Here is a look at those who were still a little wet behind the ears when they attained high executive office:
Hungary: Viktor Orban became prime minister in 1998 at the age of 35. He left office in 2002 but took over again in 2010.
Belgium: Charles Michel became prime minister in 2014 at the age of 38 to become the country's youngest leader since 1840.
Estonia: Juri Ratas became prime minister in late 2016 at the age of 38.
Prime Minister Justin Trudeau
Ukraine: Volodymyr Groysman was appointed prime minister in 2016 at the age of 38.
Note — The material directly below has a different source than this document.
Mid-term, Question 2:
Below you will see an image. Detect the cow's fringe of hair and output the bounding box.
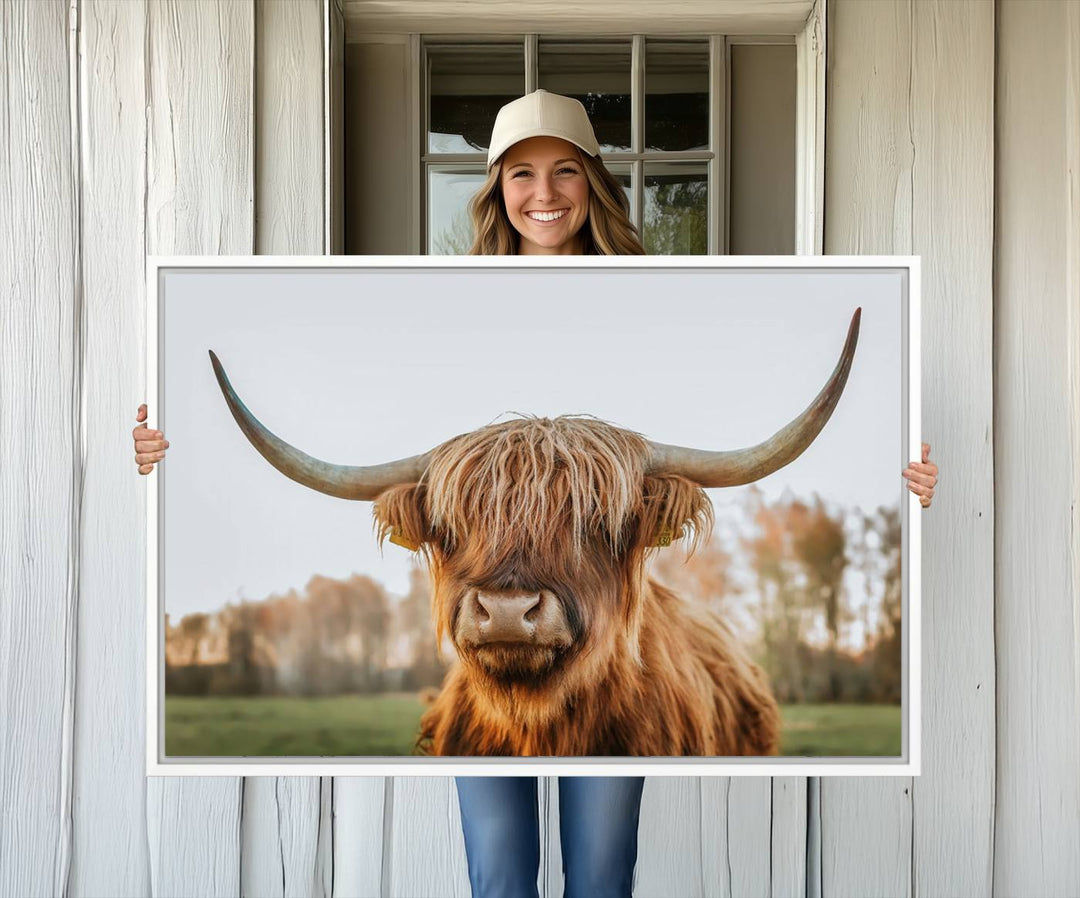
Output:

Greece: Alexis Tsipras was named prime minister in 2015 at the age of 40, the youngest Greek leader in 150 years.
Tunisia: Prime Minister Youssef Chahed was 40 when he took office in 2016, the youngest since Tunisian independence in 1956.
Canada: Prime Minister Justin Trudeau was 43 when he took office in 2015.
Poland: President Andrzej Duda won election in 2015 at the age of 43.
Georgia: President Giorgi Margvelashvili took the oath of office in 2013 at the age of 44.
Those No Longer in Power
Some young leaders have recently left or lost office:
Estonia: Taavi Roivas was just 34 years old when he became prime minister in 2014. He left office in 2016.
Kosovo: Atifete Jahjaga became president in 2011 when she was 36 years old. She left office in 2016.
Italy: Matteo Renzi ran the government from early 2014, when he was 39, until late 2016.
Britain: David Cameron was 43 when he became prime minister in 2010. He left office last year after the shock referendum to leave the EU.
Felipe Gonzalez was head of the Spanish government in 1982 at the age of 40. Tony Blair became the British premier in 1997 at the age of 43. Benazir Bhutto was Pakistan's premier in 1988 at the age of 35, and Laurent Fabius was French premier in 1984 at 37.
US president Theodore Roosevelt was 42 when he took office, and John F. Kennedy was 43.
In France, Louis Napoleon Bonaparte was previously the youngest leader, at 40 years old in 1848 and under a different political regime, followed by Valery Giscard d'Estaing, the youngest under the current system, at 48 in 1974.
Excluding democratic governments, notable young leaders at the moment include North Korea's Kim Jong-un, 34, and the emir of Qatar Sheikh Tamim bin Hamad Al-Thani, 36.
And not forgetting Moamer Kadhafi, who came to power in Libya in 1969, aged 27.